On Wednesday, upon hearing news that TV stunt comedian Stephen Colbert was to testify before a House panel on immigration, I wrote a blog post called “Scenes from a Political Meltdown” in which I predicted it would not happen, because someone would intervene to prevent the Democratic majority in Congress from making a suicidal error in turning over discussion of an important issue to a master mocker.

Well, I was wrong. It happened this morning. Colbert, playing his blowhard-conservative-pseudo-O’Reilly character, was screamingly funny (you can watch him here). Among other things, he attempted to introduce the results of his colonoscopy into the Congressional Record. The members of Congress were screamingly funny too, only unintentionally. There were expressions of surprise, motions to get Colbert off the stage, pained stabs at making jokes alongside a professional, and so on.

At least when Sasha Baron Cohen’s Borat and Bruno took politicians by surprise, the politicians had no idea who Baron Cohen was. Everybody in that room, including Committee chair Zoe Lofgren, knew exactly who Colbert was.

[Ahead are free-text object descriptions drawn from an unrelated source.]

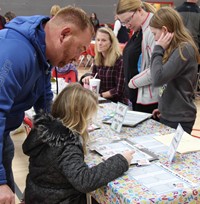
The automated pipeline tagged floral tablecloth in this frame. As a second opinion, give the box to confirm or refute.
[86,103,200,204]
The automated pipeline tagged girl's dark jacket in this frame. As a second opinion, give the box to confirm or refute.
[22,113,129,204]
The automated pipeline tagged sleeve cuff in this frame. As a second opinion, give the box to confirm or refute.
[0,164,7,185]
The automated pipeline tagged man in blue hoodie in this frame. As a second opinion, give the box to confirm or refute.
[0,6,93,203]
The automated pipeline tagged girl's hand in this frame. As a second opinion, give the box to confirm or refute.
[122,150,135,165]
[152,108,161,119]
[156,32,174,50]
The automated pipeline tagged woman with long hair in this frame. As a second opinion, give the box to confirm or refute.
[90,12,100,33]
[116,0,159,113]
[150,7,199,133]
[82,27,128,104]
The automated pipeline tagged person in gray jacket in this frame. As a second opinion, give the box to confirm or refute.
[149,7,199,134]
[176,0,200,52]
[23,83,134,204]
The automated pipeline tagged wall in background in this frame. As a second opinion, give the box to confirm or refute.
[0,0,199,24]
[0,0,117,24]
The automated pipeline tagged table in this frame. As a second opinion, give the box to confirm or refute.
[86,102,200,204]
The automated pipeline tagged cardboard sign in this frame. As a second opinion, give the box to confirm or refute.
[167,124,184,163]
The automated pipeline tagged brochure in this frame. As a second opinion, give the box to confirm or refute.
[128,133,169,154]
[127,162,196,194]
[91,139,158,165]
[110,102,128,133]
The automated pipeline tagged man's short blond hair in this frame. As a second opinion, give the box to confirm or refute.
[53,6,94,34]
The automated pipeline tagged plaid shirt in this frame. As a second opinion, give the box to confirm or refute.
[92,56,127,104]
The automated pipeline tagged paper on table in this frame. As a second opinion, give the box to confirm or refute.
[127,163,196,195]
[98,96,107,101]
[88,124,100,132]
[153,132,200,154]
[91,139,158,165]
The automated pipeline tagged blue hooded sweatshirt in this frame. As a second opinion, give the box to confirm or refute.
[0,15,53,184]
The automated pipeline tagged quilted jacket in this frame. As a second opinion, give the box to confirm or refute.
[22,113,129,204]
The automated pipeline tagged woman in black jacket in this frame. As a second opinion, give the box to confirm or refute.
[23,83,134,204]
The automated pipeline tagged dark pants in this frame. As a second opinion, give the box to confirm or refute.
[135,103,158,114]
[2,134,15,192]
[160,117,195,134]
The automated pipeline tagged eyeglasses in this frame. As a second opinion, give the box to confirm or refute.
[121,12,135,26]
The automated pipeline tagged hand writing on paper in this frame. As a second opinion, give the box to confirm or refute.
[152,109,161,119]
[122,150,135,165]
[156,32,174,50]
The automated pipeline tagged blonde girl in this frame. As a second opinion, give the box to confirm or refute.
[51,83,98,153]
[23,83,134,204]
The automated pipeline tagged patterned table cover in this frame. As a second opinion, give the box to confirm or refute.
[86,103,200,204]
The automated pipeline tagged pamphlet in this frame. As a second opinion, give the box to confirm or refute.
[127,162,196,194]
[128,133,169,154]
[110,102,128,133]
[91,139,158,165]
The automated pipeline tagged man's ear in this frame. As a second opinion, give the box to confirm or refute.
[60,27,71,43]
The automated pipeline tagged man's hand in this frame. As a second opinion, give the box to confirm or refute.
[0,184,15,204]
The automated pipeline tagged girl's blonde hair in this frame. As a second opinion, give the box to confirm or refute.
[149,7,199,63]
[95,27,121,67]
[116,0,156,15]
[51,83,98,153]
[50,5,61,16]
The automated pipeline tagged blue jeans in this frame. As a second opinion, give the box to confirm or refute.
[2,134,15,192]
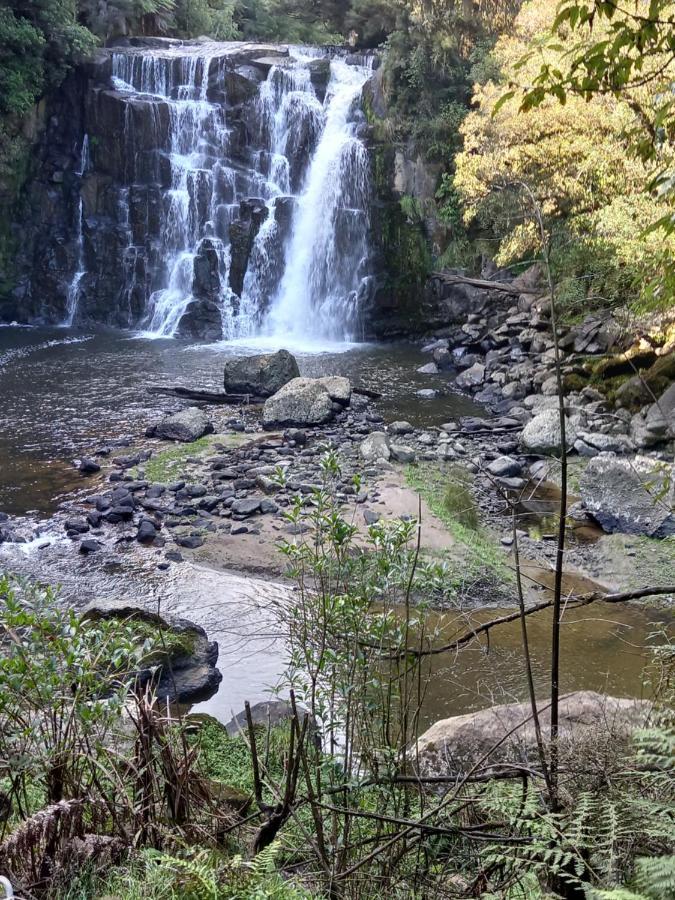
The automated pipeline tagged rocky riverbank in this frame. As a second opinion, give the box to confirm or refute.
[1,275,673,618]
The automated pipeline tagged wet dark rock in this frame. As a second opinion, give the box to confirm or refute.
[112,488,135,507]
[149,407,214,443]
[232,497,261,517]
[284,428,307,445]
[165,550,183,562]
[79,539,102,553]
[231,524,249,535]
[177,298,223,342]
[65,518,89,535]
[486,456,522,478]
[79,458,101,474]
[223,349,300,398]
[0,526,16,543]
[176,534,205,549]
[86,510,103,528]
[112,453,143,469]
[137,519,158,543]
[81,600,222,704]
[228,199,268,296]
[103,506,134,524]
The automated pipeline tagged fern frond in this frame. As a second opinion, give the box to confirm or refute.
[635,854,675,900]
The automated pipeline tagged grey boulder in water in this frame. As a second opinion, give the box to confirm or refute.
[224,349,300,398]
[263,377,335,427]
[149,407,214,443]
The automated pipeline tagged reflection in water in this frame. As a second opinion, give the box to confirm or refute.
[413,603,669,731]
[1,535,669,729]
[0,326,483,516]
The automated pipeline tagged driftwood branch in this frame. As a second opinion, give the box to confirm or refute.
[147,385,382,403]
[431,272,541,295]
[147,386,263,405]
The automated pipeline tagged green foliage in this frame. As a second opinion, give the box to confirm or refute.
[174,0,239,40]
[455,0,675,313]
[0,576,172,814]
[0,8,46,118]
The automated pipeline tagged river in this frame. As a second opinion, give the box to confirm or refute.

This may have been the single biggest pointless blunder in American political history, and I am not kidding. With an election only five weeks from now in which Democrats are poised for major losses, this morning’s depiction of Congress as ludicrous dupes of a TV personality — which will be replayed for weeks — will make the analogistic point that the majority is unfit to be running things. How exactly will they argue otherwise?

Did Colbert himself understand the damage he was going to do to the political and ideological forces he clearly supports by mocking the political process they control in this way? Is he, secretly, more O’Reilly than O’Reilly? Whatever is the case, the disaster was predictable and could have been avoided. I know, because I predicted it. What I didn’t predict is that the House leadership and the Democratic leadership generally are in such a state of degeneration that they didn’t know, or didn’t try, to intervene before this political Jonestown.

UPDATE: Oh my Lord. Speaker of the House Margaret Dumont Nancy Pelosi has defended Colbert’s appearance: “He’s an American. He has a point of view.”